CODEPINK and a coalition of organizations — Freedom Forward, Center for Democracy and Human Rights in Saudi Arabia (CDHR), Equality Now, PEN America, and others — have been calling on individuals, countries, and institutions to refuse participation in the G20 as a way to raise awareness and pressure Saudi Arabia to end its repressive practices and war in Yemen. Along with Hoh and Lyric declining to attend the G20, there have been a number of others — hip hop artist Nicki Minaj; talent agency Endeavor; PR firms, Glover Park Group, BGR Group, Harbour Group, CGCN Group and Gibson, and Dunn & Crutche — who have either canceled appearances in Saudi Arabia or severed their ties with the repressive kingdom.
Matthew Hoh’s letter declining the invitation to participate in the T20 is below.

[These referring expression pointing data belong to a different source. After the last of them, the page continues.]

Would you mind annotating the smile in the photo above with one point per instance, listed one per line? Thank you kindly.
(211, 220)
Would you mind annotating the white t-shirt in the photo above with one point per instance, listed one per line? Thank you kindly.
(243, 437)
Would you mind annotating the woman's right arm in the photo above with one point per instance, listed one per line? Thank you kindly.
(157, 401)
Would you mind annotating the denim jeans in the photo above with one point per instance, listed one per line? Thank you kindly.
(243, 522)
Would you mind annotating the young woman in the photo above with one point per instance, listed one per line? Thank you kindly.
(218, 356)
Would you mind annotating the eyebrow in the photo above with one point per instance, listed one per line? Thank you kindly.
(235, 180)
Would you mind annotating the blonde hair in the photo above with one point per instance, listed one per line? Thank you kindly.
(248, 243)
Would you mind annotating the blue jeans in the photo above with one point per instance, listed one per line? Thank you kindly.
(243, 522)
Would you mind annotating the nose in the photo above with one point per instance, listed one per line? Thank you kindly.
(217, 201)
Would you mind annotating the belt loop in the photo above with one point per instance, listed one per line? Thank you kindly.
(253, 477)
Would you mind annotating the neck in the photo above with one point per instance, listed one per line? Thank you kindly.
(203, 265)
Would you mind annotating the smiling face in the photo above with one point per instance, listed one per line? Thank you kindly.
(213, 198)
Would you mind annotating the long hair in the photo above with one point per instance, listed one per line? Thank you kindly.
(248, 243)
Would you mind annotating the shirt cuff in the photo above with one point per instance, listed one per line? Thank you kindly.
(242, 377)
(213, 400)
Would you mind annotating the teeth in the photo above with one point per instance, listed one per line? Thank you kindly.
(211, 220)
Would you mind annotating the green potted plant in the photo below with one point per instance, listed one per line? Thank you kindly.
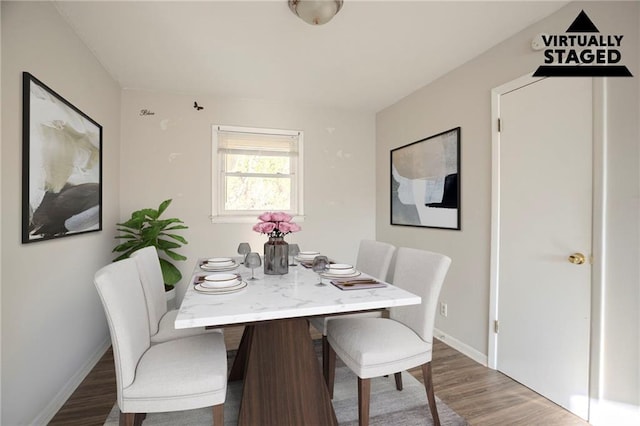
(145, 228)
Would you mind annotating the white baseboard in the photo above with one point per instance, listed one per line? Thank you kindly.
(58, 401)
(463, 348)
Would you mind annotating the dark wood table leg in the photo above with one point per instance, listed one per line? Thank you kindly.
(240, 360)
(283, 382)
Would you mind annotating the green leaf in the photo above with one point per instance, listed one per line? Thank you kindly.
(176, 237)
(174, 255)
(163, 206)
(172, 228)
(166, 244)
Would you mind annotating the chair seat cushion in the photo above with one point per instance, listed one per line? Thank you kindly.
(373, 347)
(167, 330)
(320, 323)
(180, 374)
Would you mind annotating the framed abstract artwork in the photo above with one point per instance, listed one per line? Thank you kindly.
(61, 166)
(425, 182)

After thought and consideration, I am declining to participate in the T20 meetings, as well as any participation in the larger G20 conference. My reason for declining is that I cannot in good conscience take part in anything sponsored by the Saudi Arabian government due to its war crimes in Yemen and its human rights abuses against its own citizens, especially women and minority populations, as well as individuals whose only apparent crimes are the expression of their own ideas, thoughts and beliefs.

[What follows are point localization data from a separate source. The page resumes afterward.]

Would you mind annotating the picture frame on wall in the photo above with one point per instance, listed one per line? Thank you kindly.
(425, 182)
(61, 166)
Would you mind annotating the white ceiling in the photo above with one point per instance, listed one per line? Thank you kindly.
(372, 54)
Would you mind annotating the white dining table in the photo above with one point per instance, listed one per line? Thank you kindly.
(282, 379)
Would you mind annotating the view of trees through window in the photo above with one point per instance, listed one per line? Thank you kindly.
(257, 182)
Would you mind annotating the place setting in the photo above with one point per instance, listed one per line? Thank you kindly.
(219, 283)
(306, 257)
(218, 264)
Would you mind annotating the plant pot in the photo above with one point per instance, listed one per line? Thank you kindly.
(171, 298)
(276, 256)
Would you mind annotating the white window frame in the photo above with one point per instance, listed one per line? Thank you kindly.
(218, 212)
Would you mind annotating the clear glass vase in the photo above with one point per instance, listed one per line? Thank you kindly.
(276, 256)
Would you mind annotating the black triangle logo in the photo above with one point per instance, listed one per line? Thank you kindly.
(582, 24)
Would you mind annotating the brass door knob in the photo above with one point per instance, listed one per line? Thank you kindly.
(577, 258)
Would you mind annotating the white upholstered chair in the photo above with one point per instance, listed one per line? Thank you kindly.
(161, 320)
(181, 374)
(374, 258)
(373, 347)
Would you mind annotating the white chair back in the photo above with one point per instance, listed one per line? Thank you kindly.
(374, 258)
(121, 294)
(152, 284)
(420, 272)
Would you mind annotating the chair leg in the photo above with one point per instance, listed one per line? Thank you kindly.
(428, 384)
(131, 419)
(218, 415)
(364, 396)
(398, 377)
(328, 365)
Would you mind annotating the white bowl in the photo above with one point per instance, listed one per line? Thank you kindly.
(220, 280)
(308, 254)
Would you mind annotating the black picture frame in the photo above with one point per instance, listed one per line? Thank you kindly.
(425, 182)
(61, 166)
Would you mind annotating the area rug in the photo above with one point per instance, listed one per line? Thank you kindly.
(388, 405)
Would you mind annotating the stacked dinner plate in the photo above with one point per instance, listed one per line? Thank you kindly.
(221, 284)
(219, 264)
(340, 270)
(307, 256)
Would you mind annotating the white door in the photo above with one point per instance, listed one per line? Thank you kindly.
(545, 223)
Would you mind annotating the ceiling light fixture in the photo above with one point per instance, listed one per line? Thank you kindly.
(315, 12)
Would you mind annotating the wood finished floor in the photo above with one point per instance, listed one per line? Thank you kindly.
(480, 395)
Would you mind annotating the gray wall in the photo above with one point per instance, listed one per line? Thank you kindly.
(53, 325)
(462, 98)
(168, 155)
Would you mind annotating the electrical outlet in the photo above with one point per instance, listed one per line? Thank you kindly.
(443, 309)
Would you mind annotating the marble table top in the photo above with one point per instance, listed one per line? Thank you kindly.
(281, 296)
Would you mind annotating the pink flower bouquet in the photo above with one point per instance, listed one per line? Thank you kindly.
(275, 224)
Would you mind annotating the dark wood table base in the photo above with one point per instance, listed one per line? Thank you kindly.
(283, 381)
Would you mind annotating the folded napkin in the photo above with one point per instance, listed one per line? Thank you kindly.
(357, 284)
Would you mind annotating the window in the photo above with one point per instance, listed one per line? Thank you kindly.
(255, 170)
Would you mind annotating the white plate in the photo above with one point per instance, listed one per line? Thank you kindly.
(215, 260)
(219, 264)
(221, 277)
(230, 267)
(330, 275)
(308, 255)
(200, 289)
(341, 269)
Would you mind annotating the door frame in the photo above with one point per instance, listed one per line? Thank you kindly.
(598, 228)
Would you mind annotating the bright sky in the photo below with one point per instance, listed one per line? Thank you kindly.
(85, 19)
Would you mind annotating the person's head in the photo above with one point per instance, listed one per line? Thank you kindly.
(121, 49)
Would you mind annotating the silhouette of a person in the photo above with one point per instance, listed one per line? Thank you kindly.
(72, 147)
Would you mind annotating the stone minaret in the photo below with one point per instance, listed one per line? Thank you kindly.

My original intent was to attend the T20 in order to speak out against not just the Saudi regime, but all governments, including my own, who continually oppress their own populations, wage unending neo-colonial imperialist war, and practice extractive and exploitative economic policies and programs against workers, indigenous people and the environment. However, after reflection and consultation, I realize offering solitary dissent at the conference will alter and affect little, and that not participating in the T20 and G20 will allow me to better stand in solidarity with those who suffer from the collective policies of the G20, especially those who are imprisoned, tortured and murdered by the Saudi regime.
I urge those of you receiving and reading this letter to follow your own conscience and dissent against the crimes of the Saudi Arabian government, as well as the crimes committed against people and planet by the United States and other G20 members.